The Republicans who continue to try to destroy this program are bullies, liars, and little short of evil. We must work every day to run them out of office and regain sanity and humanity to our government.
Nov. 25, 2013

  • Robert Watson  \  New York
Republicans have been standing in the way of universal healthcare for over 75 years. It's a bankrupt party that has nothing to offer the country. The rollout is a glitch that will be solved. The major problem to healthcare remains what it has been all along: Republicans.

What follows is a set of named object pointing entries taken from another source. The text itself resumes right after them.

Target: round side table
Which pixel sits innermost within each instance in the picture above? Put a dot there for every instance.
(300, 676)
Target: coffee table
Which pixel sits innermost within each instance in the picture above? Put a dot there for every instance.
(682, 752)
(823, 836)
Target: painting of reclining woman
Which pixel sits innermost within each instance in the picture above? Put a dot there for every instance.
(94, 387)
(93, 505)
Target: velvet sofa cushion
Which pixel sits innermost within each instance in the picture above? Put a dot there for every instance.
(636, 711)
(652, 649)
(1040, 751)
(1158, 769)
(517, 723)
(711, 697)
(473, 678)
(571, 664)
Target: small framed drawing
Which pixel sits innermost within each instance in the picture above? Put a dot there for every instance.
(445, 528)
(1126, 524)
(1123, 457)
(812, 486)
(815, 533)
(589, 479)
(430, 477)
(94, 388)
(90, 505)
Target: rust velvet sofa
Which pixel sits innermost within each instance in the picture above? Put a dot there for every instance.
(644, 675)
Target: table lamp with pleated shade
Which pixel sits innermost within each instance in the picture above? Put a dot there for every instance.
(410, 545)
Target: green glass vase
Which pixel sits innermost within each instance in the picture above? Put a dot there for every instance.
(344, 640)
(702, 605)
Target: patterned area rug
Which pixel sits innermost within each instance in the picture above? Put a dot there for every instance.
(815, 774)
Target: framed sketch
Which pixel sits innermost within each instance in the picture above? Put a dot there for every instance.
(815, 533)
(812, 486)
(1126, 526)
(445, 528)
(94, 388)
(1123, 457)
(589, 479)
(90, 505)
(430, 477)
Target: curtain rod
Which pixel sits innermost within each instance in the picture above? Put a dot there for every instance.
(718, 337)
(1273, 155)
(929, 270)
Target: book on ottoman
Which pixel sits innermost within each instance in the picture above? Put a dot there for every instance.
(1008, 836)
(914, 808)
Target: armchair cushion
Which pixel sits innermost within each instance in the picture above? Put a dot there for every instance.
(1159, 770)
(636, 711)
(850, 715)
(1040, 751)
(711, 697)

Republicans will come regret calling the healthcare Obamacare. It time the media starts referring to Social Security and Medicare by their proper names: Rooseveltcare and Johnsoncare. The uncaring Republicans deserve it.  Nov. 25, 2013

  • Anetliner Netliner  \  Washington, DC area
There's a second important story here, of course: that your friend in Virginia once had a six figure job with the IMF, but is now subsisting on short-term project work. The U.S. economy has shed many workers with strong skills. I'm glad that your friend has procured health insurance. Now he needs a stable job, as do so many others.  In reply to Aaron Walton  Nov. 24, 2013

  • Salman  \  Fairfax, VA
The sooner Americans realize that they are paying a massive tax to the private sector in the form of health insurance premiums and deductibles, the sooner they may realize that their money is better spent without the middle man in the picture.

Direct insurance through taxes (single payer) with the option to buy supplemental private plans (a la Medicare) will provide what will amount to be the most cost-effective and comprehensive option for Americans who want health insurance.

I understand why Americans hate paying higher taxes. I don't understand why they don't mind paying even more money to the private sector for less comprehensive returns on their investment.  Nov. 25, 2013

Wouldn't it be simply beyond words if that last comment was from Salman Rushdie?